Bosmuis

Bosmuis

bron foto: Pxhere

Plaats in het dierenrijk

Bosmuis (Apodemus sylvaticus L.)

[table id=24 /]

Eerste wetenschappelijke naamgeving door Linneus in 1758


  1. Algemeen

Bosmuizen zijn algemeen voorkomend in Nederland en België. Het zijn erg actieve muizen en leven vooral ’s-Nachts. Bosmuizen worden ook wel de verhuizers onder de muizen genoemd omdat zij graag allerlei dingen meeslepen zoals steentjes, takjes enz. Ze leven hoofdzakelijk buiten maar kunnen ook wel eens binnen worden aangetroffen. In het geval dat bosmuizen binnen worden aangetroffen moet er altijd worden gezocht naar openingen waarlangs de muizen kunnen binnendringen.
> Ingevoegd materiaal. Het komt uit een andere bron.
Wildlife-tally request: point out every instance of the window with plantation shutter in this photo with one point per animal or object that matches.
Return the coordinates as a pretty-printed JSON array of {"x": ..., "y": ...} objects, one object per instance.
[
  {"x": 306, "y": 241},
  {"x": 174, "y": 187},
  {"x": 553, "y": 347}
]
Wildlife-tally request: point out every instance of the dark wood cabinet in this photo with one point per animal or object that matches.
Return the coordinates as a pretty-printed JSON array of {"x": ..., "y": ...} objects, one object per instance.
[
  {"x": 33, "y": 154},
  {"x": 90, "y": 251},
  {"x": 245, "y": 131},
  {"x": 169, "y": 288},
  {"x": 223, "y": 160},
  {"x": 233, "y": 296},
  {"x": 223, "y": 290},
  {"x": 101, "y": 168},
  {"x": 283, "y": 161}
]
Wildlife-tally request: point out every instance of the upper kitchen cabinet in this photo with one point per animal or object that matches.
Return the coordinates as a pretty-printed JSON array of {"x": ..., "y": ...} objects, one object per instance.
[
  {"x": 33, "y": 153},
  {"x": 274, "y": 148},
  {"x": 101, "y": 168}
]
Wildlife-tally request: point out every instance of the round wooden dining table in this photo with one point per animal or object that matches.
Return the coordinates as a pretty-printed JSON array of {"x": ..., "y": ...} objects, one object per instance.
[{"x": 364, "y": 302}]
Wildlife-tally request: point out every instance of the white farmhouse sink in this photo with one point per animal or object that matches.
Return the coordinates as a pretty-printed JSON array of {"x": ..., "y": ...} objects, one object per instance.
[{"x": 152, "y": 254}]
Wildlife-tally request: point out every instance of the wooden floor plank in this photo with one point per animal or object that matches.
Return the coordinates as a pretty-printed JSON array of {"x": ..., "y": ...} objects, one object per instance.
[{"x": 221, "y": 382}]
De bosmuis onderscheidt zich van de huismuis door de kleur (deze is meer bruin met lichtere onderkant), de grotere ogen, oren en achterpoten en de uitwerpselen welke wat stomper zijn.

  1. Uiterlijke kenmerken

Kleur

De bosmuis heeft een licht- tot donkerbruin gekleurd op de rug en op de bovenzijde van de staart. De onderzijde is echter licht gekleurd (wit-grijs). Tussen de boven- en onderzijde is een oranje-bruine scheidingslijn zichtbaar.

Bouw

Bosmuizen zijn ongeveer 7-11 cm. groot en wegen slechts 15-30 gram. Ze hebben een minder spitse snuit dan een huismuis. De grote ogen zijn heel goed zichtbaar als zwarte kraaltjes op de kop. Ook de oren zijn heel goed zichtbaar. De staart is lang, tenminste even lang als het lichaam, soms wel langer.

  1. Ontwikkeling

Bosmuizen kunnen anderhalf jaar oud worden. In werkelijkheid worden ze vaak niet ouder dan een maand of drie. Wanneer het vrouwtje 15 gram weegt is het geslachtsrijk. Het krijgt gemiddeld 3 worpen per jaar met een gemiddelde nestgrootte van 5-6 jongen. Bosmuizen zijn zoogdieren wat wil zeggen dat de jongen worden gezoogd. Deze zoogperiode duurt ca. 3 weken. Hierna verlaten de jongen het nest, op zoek naar een eigen territorium.

  1. Voedsel

Bosmuizen eten gewoonlijk zaden van grassen, maar ze eten ook wel bessen, noten of zelfs slakken, rupsen of insecten. Eten doen ze gewoonlijk op een vaste plaats in de nabijheid van het nest, bijvoorbeeld onder een struik. Ze leggen in hun gangenstelsel voedselvoorraden aan bestaande uit granen en mais.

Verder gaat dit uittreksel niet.